Acreditamos que o cenário descrito acima (não único e rígido, a 
exceções) acondiciona os elementos centrais que nos levam a acreditar na 
potência das novas tecnologias nessas últimas e próximas décadas, bem 
como, a forma em que se da a realização dessa potência quando apropriada 
quase que exclusivamente pelo capital. Sendo assim, necessita-se em 
regime de urgência a constituição de experiências de sucesso e possíveis 
de replicação, que invertam a participação das novas tecnologias de 
forma favorável ao trabalho (o software livre e os telecentro públicos e 
livres de inclusão digital são de certa forma exemplos disso), se as 
novas tecnologias forem apropriadas pelo outro lado da tensão capital 
versus trabalho cria-se possibilidades outras de experiências de 
trabalho e produção.

Chamamos nós militantes do trabalho, de Economia Solidária uma dessas 
experiências outras em constante construção na sociedade. A Economia 
Solidária é um conjunto de atividades econômicas desenvolvidas 
coletivamente por trabalhadores e trabalhadoras em inúmeros ramos da 
produção, prestação de serviço, consumo, crédito e distribuição, com um 
modelo administrativo autogestionário, conceitos e práticas fundantes na 
emancipação, sustentabilidade e democracia a partir da solidariedade. 
Visa-se com a Economia Solidária, não apenas gerar renda e trabalho, mas 
um experiência local de exemplo para um projeto de sociedade com 
qualidade de vida mais ampla e sustentável.

Necessitamos de outras práticas e referências para a humanidade 
enxergar-se a si e aos demais e tendo-as, ainda que não perfeitas e 
conflituosas, precisamos propagandear-las.

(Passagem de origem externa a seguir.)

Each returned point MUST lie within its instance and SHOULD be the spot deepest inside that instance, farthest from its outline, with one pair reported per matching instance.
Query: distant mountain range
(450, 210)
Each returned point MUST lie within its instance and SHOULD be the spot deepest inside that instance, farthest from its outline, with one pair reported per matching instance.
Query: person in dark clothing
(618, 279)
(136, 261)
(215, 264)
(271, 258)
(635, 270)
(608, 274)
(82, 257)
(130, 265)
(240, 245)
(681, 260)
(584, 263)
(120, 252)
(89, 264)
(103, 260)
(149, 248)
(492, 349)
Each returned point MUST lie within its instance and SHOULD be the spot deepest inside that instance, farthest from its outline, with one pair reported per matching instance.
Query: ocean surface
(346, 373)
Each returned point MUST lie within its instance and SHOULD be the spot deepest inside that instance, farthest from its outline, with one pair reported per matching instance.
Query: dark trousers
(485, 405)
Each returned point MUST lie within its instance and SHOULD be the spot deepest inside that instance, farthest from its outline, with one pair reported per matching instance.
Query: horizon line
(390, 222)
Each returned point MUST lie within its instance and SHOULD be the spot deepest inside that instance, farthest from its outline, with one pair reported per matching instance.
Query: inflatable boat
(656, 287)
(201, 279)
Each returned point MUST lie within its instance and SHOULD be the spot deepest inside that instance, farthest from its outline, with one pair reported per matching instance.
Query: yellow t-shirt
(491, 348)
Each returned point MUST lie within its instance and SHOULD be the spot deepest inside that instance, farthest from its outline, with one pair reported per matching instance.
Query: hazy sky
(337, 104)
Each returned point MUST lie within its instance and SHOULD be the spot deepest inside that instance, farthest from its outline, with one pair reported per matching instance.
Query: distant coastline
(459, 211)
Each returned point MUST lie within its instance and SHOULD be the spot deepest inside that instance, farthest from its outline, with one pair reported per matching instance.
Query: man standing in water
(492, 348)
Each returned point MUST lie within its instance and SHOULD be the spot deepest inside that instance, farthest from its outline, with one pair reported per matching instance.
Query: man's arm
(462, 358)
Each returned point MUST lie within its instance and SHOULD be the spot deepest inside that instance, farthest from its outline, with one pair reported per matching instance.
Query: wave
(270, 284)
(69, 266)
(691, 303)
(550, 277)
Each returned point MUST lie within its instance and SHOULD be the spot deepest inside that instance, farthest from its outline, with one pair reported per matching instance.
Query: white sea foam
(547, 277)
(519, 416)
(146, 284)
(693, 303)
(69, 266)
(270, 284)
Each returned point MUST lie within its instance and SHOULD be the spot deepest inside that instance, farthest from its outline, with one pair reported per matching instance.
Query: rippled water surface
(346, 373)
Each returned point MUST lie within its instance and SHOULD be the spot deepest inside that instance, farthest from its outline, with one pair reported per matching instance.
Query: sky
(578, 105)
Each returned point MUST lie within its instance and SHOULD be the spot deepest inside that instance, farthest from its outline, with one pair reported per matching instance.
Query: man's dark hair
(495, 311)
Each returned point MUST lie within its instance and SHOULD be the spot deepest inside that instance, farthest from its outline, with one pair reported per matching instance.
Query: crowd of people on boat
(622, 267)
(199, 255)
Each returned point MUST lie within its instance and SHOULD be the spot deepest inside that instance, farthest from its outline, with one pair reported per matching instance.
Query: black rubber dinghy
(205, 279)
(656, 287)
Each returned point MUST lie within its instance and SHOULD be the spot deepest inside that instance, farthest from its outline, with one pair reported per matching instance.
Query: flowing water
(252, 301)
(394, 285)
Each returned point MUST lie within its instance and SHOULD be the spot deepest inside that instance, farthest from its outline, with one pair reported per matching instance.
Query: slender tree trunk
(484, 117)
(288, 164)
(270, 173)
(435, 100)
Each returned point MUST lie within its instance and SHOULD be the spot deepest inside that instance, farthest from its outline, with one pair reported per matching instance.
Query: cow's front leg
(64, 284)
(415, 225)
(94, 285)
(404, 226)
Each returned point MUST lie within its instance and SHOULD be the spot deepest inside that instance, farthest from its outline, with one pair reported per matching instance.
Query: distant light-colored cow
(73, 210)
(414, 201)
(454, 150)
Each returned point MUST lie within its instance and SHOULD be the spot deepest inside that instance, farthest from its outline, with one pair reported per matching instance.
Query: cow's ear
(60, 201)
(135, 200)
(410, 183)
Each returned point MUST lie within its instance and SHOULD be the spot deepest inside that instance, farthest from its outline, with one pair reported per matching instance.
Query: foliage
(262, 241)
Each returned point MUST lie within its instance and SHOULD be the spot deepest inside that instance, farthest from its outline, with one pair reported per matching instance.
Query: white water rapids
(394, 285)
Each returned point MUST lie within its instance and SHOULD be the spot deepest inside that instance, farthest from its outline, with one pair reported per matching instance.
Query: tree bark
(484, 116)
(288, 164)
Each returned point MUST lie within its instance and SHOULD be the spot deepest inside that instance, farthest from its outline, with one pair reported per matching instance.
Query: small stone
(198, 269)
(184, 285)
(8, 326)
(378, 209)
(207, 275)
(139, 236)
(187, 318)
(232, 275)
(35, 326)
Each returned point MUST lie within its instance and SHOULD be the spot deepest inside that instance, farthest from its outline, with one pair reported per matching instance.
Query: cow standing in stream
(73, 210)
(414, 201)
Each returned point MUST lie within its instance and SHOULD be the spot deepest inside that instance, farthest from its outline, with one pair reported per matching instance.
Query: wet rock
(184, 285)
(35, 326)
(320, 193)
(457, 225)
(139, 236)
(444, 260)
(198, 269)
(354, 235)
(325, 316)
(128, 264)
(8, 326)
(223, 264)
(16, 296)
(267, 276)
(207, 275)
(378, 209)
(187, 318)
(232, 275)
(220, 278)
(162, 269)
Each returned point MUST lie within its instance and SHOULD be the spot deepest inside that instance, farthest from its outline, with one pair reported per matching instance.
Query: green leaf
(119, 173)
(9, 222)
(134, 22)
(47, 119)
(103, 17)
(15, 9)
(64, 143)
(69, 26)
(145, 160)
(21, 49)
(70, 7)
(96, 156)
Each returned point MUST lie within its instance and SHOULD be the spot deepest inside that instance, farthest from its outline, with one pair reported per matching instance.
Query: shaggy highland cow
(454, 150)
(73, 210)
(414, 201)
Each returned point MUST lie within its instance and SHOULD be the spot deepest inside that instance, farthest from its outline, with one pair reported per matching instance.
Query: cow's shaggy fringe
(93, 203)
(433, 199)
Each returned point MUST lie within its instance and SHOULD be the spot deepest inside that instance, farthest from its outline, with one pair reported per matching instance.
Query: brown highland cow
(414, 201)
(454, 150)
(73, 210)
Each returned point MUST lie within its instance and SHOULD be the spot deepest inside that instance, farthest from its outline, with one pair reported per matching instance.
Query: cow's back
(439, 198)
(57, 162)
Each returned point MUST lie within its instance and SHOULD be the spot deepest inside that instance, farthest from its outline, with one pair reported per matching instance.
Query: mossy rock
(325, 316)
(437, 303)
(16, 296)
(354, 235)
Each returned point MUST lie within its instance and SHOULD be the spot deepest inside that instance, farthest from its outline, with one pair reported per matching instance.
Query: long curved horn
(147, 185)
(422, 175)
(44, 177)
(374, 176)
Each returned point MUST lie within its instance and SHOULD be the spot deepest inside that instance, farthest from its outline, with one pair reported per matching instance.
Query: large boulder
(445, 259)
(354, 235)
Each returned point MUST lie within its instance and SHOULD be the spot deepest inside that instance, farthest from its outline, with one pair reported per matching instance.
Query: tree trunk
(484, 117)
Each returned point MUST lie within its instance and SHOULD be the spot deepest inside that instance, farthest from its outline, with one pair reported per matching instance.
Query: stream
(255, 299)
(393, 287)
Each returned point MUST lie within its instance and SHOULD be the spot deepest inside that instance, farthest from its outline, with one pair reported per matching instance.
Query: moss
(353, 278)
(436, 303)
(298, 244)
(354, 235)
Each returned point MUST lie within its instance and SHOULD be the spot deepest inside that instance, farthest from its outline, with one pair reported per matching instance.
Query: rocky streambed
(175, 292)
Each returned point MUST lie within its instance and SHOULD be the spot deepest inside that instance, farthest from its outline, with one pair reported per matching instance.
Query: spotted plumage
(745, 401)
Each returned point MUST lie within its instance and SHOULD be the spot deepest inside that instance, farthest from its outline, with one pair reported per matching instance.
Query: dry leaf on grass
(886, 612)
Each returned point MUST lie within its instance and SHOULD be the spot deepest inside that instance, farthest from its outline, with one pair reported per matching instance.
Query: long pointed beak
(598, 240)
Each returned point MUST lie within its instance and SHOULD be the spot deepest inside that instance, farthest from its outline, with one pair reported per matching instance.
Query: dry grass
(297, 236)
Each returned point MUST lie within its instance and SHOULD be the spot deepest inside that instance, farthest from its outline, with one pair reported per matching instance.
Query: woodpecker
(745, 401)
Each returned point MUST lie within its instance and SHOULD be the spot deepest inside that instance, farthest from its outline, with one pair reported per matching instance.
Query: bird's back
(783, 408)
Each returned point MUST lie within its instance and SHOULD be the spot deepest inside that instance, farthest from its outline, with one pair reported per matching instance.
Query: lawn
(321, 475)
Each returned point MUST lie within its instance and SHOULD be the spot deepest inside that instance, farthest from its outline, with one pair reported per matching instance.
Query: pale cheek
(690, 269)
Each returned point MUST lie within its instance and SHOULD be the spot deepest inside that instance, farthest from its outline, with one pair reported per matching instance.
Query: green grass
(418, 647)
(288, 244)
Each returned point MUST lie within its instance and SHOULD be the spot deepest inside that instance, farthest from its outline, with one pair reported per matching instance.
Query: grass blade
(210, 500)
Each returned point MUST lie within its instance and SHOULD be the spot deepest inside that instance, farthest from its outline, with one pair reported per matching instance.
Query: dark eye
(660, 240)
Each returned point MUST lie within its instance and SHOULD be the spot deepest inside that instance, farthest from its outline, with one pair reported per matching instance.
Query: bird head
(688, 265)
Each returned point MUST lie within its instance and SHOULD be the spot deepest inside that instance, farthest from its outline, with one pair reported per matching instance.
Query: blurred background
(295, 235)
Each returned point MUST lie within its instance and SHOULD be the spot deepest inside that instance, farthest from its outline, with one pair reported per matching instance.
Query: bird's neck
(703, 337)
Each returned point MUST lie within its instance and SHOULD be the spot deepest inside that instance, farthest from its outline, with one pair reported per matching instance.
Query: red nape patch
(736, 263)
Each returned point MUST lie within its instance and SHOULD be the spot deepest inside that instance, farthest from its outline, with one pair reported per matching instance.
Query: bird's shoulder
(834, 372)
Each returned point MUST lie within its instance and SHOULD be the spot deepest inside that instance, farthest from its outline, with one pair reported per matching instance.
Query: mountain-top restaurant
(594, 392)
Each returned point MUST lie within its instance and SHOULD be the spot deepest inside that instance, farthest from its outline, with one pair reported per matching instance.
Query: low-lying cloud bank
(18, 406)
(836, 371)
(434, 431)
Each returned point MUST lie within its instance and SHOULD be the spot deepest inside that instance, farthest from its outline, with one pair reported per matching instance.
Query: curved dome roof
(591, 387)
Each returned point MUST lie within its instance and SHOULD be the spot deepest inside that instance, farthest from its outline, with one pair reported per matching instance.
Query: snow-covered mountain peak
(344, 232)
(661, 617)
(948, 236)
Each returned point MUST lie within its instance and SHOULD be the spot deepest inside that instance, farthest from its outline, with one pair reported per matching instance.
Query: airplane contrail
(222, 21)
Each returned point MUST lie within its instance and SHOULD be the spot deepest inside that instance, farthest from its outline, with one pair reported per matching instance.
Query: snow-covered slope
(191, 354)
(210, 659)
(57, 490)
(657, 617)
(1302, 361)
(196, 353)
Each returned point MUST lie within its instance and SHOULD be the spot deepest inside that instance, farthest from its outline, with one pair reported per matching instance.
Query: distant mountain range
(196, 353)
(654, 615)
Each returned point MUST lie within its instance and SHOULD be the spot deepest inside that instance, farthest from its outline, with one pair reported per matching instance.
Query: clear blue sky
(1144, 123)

A Economia Solidária é uma experiência que reaproxima “o caracol da sua 
concha”, no modelo clássico de produção capitalista o caracol é separado 
da concha, o que inviabiliza a vida do molusco como lembra Ricardo 
Antunes acerca desse pensamento de Marx. Caracol e concha, ou seja, 
trabalhador(a) e os  “meios” de trabalho/produção necessitam ser 
reaproximados na busca da manutenção e qualificação da vida dos seres 
humanos. O trabalho emancipado, criativo e autogestionário necessita 
superar o trabalho alienado, angustiante e explorador, porém, isso só é 
possível de forma  ampla quando humanizado o trabalho e a produção de 
forma holística com o restante da vida - estando os meios de produção de 
posse coletiva dos trabalhadores(as), como disse Negri - não mais apenas 
a distribuição da riqueza, mas sim dos meios produtores da riqueza, os 
meios de produção. A de se convir, que essa reaproximação do caracol a 
concha não é simples, tem-se rejeições e dificuldades, inclusive do 
ponto de vista da aproximação (e necessidade) com as novas tecnologias 
de informação e comunicação.

A Incubadora de Jovens, Tecnologias Livres e Economia Solidária da ATES, 
visa constituir uma experiência de sucesso capaz de ser replicada onde 
tem-se a emancipação social e pessoal de jovens filhos dos 
trabalhadores(as), a economia solidária e as tecnologias livres de 
informação e comunicação. A Incubadora de Jovens, Tecnologias Livres e 
Economia Solidária, visa aproximar as novas tecnologias com  a  economia 
solidária apoiando o trabalho frente ao capital, humanizando o trabalho 
e garantindo melhores condições de vida e uma experiência exemplo a 
mais, para um projeto de constituição de sociedade para todos(as).